El viejo conflicto de «el socialismo en un solo país» o en el mundo empieza a superarlo Pekín tras la caída de la URSS y se podría decir que, después de miles de años dentro de la muralla, en las últimas décadas los chinos están en todas las latitudes, extensivamente, gracias al capitalismo.
El definitivo colapso de Occidente y la alergia al ‘decadente’ pluralismo democrático son, junto a una personal noción viril del ejercicio del poder, las coincidencias que han hecho a estos dos septuagenarios celebrar cumpleaños juntos, jugar a hockey y combinar estrategias.
Xi ha encontrado especialmente ilustrativo y digno de serio estudio el modo en que Putin ha ido liquidando en dos décadas a todo oligarca, político o periodista que se le cruzase en el camino hasta cohesionar un poder omnímodo en torno suyo, del petróleo y la banca a la Iglesia, pasando por unas cuotas bananeras de apoyo ciudadano.
Y todo ello rompiendo amarras con el pasado inmediato -marginalizando a sus predecesores- pero reclamándose en cambo heredero de un pasado muy lejano.
A Xi le gusta eso. Todo eso.
Ana Politkovskaia explicó muy bien la mente de Putin antes de que éste la hiciera matar. Masha Gessen también. Angela Stent, autora de Putin’s World no cree que Moscú haya atacado Ucrania sin el conocimiento de Pekín. En una esfera del mundo tan neo-viril, curiosamente son varias las mujeres que han destacado de modo experto en el análisis de esta nueva política.
Putin «sabe que puede confiar» en Pekín, según los expertos; pero ¿cuánto? Cuando Moscú se anexionó Crimea, Xi confesó la maestría de la jugada: «Ha logrado hacerse con un buen territorio y sus recursos»; Pekín, que hizo un gran negocio a cambio con una millonaria factura de gas ruso, nunca ha querido sin embargo reconocer esa anexión.

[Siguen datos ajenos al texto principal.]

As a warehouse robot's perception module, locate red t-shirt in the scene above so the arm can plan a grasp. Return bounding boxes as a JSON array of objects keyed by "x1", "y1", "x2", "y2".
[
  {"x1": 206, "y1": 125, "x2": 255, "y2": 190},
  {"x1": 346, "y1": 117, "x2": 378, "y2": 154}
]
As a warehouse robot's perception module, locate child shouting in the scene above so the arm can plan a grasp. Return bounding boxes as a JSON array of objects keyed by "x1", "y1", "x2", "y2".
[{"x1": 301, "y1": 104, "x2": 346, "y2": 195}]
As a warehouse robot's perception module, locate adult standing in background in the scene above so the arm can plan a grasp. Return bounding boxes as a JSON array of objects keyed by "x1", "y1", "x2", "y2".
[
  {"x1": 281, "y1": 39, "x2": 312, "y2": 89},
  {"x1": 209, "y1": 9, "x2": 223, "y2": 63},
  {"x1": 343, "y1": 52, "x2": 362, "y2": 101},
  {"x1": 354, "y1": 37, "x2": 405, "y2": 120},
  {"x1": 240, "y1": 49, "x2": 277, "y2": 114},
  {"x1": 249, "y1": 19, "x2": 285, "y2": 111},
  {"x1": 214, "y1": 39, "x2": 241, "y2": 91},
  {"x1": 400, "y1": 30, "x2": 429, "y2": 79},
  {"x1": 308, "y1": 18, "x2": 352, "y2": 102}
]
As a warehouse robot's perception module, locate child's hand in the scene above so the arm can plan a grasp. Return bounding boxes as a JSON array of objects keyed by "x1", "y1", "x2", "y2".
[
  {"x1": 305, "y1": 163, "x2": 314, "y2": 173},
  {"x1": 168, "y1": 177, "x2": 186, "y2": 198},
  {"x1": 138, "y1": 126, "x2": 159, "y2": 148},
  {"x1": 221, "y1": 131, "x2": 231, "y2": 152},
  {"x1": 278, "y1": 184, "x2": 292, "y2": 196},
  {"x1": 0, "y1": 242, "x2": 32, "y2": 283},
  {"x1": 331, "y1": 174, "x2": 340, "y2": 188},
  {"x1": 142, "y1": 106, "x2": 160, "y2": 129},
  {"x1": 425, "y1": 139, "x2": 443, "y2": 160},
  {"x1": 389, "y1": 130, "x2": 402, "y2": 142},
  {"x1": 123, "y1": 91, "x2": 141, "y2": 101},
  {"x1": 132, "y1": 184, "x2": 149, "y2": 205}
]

Pese a la sintonía e intereses expuestos, China y Rusia son imposibles aliados naturales y, más allá de los líderes, entre las administraciones la desconfianza es vieja y acendrada, por numerosos desencuentros ideológicos, territoriales y económicos. Y, pese a la fascinación personal por las artes represivas y el mundo de Putin, hoy China no es ya el hermano pequeño sino la segunda economía por PIB del mundo, mientras Rusia apenas puede equipararse a la economía del estado de Nueva York y su otrora grandeza ha ido siendo relegada al nivel «gasolinera» del golfo.
La ‘Realpolitik’ ha hecho a Washington y a Berlín graves cómplices del temerario ruso, tanto por negligencia, como por intereses, errores de cálculo y atolondramientos como el cierre nuclear. Hace un par de días, el presidente Biden se jactaba de saber lo que iba a pasar y la pregunta es ¿y… qué hizo entonces? La dependencia de la energía rusa convierte a la primera potencia de la UE y tercera del mundo en una inocente víctima de inocentes presunciones ecologistas, extrañas en una científica de formación como Merkel, si gran oportunista política.
Si Berlín y Washington no lo sabían, eran torpes; y si lo sabían, inconscientes palmeros. Esa falta de criterio y principios -que nunca faltó en lo peor de la guerra fría- es lo que Xi y Putin entienden como el declive imparable de Occidente.
Si el partido Comunista Chino fue siempre anti-intervenciones territoriales, por la cuenta que le traía, el nuevo Xi es cada vez más descarado, al estilo de Putin y Lavrov, y comprensivo con el confrontacionismo coercitivo como nueva geopolítica. Una nueva estrategia que incluye tácticas de agresión y desestabilización como la nueva «guerra mental» o cognitiva, mezclando intrusismo político, desinformación y provocación, a fin de dividir y doblegar psicológicamente al oponente haciéndolo sentir vulnerable.
La posible normalización de esa política de la coerción violenta y psicológica es lo que está en juego en Ucrania y en Taiwan. El nuevo orden va a dependerá de cómo resulte el asalto sobre Kiev. Si cae, como alerta Jude Blanchette, experta sinóloga del Center for Strategic and International Studies, habrá que mirar de inmediato a Pekín. Xi siempre toma nota.